As we are lumbering, slamming, jolting down the unpaved road in this bus I also noticed that there is a six inch hole around the gearshift and I can clearly see the transmission spinning and the road whizzing below. I thought about what type of metal would come flying up into the bus if Oliver, our driver, didn’t navigate around a deep pot hole.

Out on Highway 1 towards Titiyen, we pulled off on the side of the road when we saw this tent city. I sat in the bus with the rice and our Haitian friends, Oliver and Maxim, while the rest of our team went to talk to the leaders of the tent city.

From my view on the road above the city I could see all sticks and bed sheets that make up this community. Like so many forts little kids make out of blankets and couch cushions. But these didn’t hold kids playing, they held families. It was picturesque in a perverse sort of way, these rudimentary homes against low brown hills of Haiti.
I could immediately tell when word got out that blans were there with food, because so many little black dots started running out of their multicolored tents toward the center of their community. I tried to count where all our people were, but I soon started losing people in the mass of humanity. I decided to leave the bus and the rice in the care of Maxim and Oliver and walk into the tent city.

What looked like chaos from the road was actually semi-organized on the ground. This tent city had an informal leadership that quickly formed up 3 lines just next to their church that was made of blue tarps and crude benches.

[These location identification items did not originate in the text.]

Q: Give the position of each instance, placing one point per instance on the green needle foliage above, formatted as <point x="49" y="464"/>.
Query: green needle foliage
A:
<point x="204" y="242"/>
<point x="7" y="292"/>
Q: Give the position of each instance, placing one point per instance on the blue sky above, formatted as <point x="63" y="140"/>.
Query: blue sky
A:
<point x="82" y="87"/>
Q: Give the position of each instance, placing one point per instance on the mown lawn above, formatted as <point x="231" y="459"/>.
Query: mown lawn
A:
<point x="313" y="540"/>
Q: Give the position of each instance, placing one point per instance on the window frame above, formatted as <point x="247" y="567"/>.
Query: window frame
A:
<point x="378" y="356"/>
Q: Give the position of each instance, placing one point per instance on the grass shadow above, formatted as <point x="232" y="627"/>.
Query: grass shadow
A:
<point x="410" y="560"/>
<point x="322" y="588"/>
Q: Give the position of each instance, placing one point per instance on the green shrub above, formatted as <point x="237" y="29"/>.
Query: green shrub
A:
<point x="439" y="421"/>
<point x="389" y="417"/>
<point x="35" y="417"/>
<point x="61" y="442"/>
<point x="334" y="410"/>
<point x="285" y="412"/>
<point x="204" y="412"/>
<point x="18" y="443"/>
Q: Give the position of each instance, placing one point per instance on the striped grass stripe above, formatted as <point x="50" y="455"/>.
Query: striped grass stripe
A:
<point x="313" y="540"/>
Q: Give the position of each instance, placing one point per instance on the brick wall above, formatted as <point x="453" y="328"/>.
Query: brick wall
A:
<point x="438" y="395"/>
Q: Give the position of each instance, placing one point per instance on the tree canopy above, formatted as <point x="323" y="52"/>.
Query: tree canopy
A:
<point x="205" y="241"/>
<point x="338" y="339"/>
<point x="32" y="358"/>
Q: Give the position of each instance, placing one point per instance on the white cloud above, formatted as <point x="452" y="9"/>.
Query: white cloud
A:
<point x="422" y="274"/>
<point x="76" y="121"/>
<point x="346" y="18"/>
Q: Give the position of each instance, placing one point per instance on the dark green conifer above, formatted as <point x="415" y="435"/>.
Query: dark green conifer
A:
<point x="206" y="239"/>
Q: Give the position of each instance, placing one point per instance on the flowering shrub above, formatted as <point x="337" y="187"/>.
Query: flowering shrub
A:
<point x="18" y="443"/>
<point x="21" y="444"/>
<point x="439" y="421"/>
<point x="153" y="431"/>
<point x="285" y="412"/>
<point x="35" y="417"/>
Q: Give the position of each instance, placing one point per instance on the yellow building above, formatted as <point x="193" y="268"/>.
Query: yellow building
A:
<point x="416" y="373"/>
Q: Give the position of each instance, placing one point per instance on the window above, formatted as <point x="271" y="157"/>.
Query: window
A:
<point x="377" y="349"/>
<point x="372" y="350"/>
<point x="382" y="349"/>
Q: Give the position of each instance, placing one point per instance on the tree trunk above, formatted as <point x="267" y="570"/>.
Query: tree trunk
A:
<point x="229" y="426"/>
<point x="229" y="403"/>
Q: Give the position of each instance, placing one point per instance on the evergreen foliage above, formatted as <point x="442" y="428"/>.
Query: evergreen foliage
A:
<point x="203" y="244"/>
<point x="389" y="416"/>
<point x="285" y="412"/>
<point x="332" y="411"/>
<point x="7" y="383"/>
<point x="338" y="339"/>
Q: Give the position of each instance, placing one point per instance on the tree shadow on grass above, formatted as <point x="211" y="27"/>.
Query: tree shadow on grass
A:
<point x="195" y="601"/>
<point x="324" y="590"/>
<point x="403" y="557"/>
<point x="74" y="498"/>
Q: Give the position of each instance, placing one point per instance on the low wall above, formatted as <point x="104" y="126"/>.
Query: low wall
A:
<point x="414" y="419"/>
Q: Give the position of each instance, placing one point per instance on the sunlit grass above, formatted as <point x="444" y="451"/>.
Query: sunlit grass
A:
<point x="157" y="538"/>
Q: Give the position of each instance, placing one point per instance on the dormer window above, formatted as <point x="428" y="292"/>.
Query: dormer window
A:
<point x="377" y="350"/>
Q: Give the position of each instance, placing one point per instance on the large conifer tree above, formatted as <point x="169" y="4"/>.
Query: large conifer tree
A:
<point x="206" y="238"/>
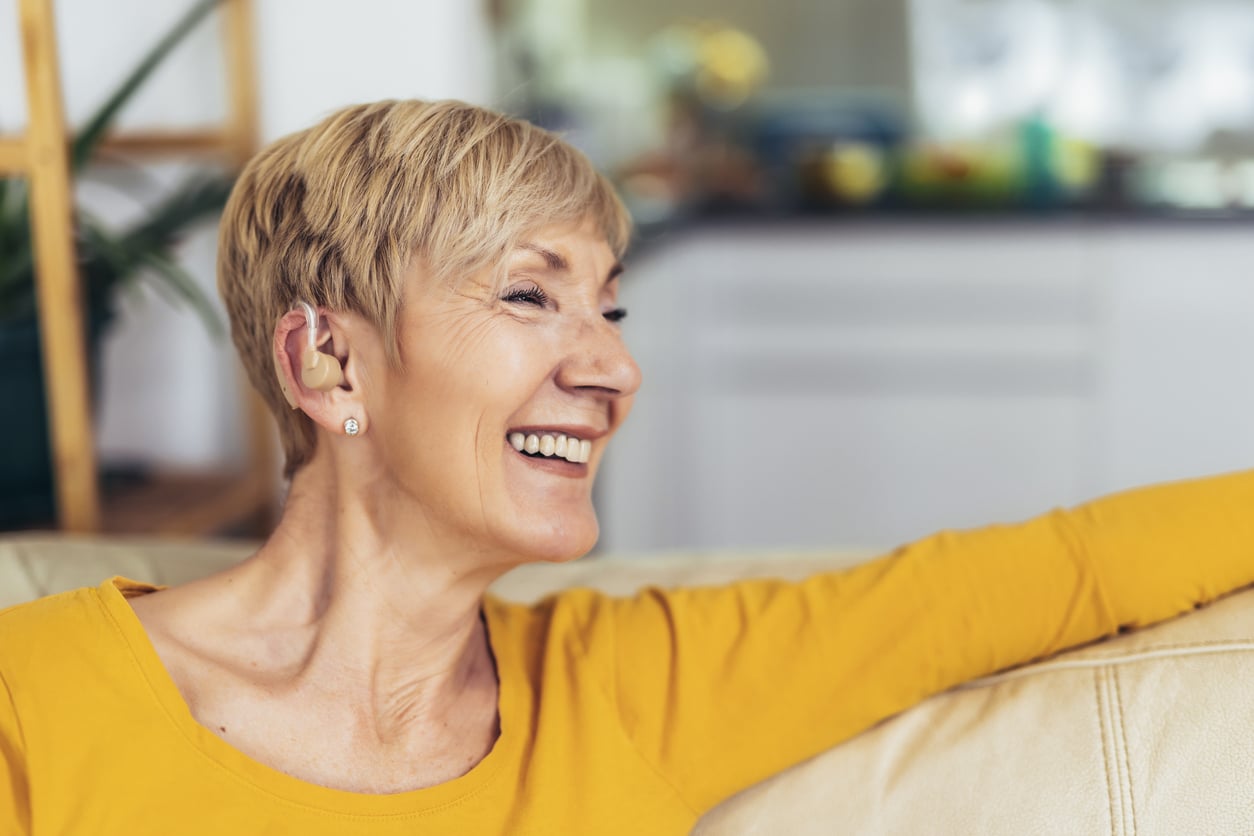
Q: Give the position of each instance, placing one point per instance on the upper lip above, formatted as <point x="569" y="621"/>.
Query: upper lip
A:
<point x="577" y="430"/>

We blans stood to the side and let the Haitian community leaders and our drivers pass out the food. A note for any aid workers- it is better if you do not play “White Santa” and hand out goodies. I climbed up on top of the bus and took pictures.
 One young man wanted to show me his tent. He asked me rapid questions in Creole and I did my best to just say, “M’ pa komprann” or “I don’t understand.” The rooms were basic and had very little in them. The thing that stuck out to me was that they were so dark. I could not see what was in them until I looked at my camera.
As the food drop was wrapping up, people started telling us their other ills. A community leader who spoke Spanish told Ryan and I that they have not had any doctors come by. They wanted generators, they wanted us to bring food and water again… I was overwhelmed by the time I climbed back into the car.  How can such a small group of people war against so much poverty?  When will it get better?
I know the answers are "one person at a time" and "when Jesus comes back". But sometimes they provide little solace when you are in the middle of the fight.

I had mixed emotions about the rain. I know it makes everyone’s life difficult in the tent cities but it also makes the crops grow and replenishes the cisterns. And, selfishly, it feels good. I walked around in the rain with my face to the sky letting the rain soak me. It felt beautiful. I then felt like a selfish jerk because I was taking small joy in something that was soaking people who have already lost everything.

The images of this tent city are burned into my head. They have been some of the most powerful in the last 6 weeks.


1 comment:

  1. Ben,
    Thanks. This is what you all wrote - I think before you ever stepped foot in Haiti - " Why -
    He has told you, O mortal, what is good; and what does the Lord require of you but to do justice, and to love kindness, and to walk humbly with your God? - Micah 6:6-8"
    It's somehow in the humbly & walking; Oh yes - "with your God".
    Thanks again for reminding us all again & again.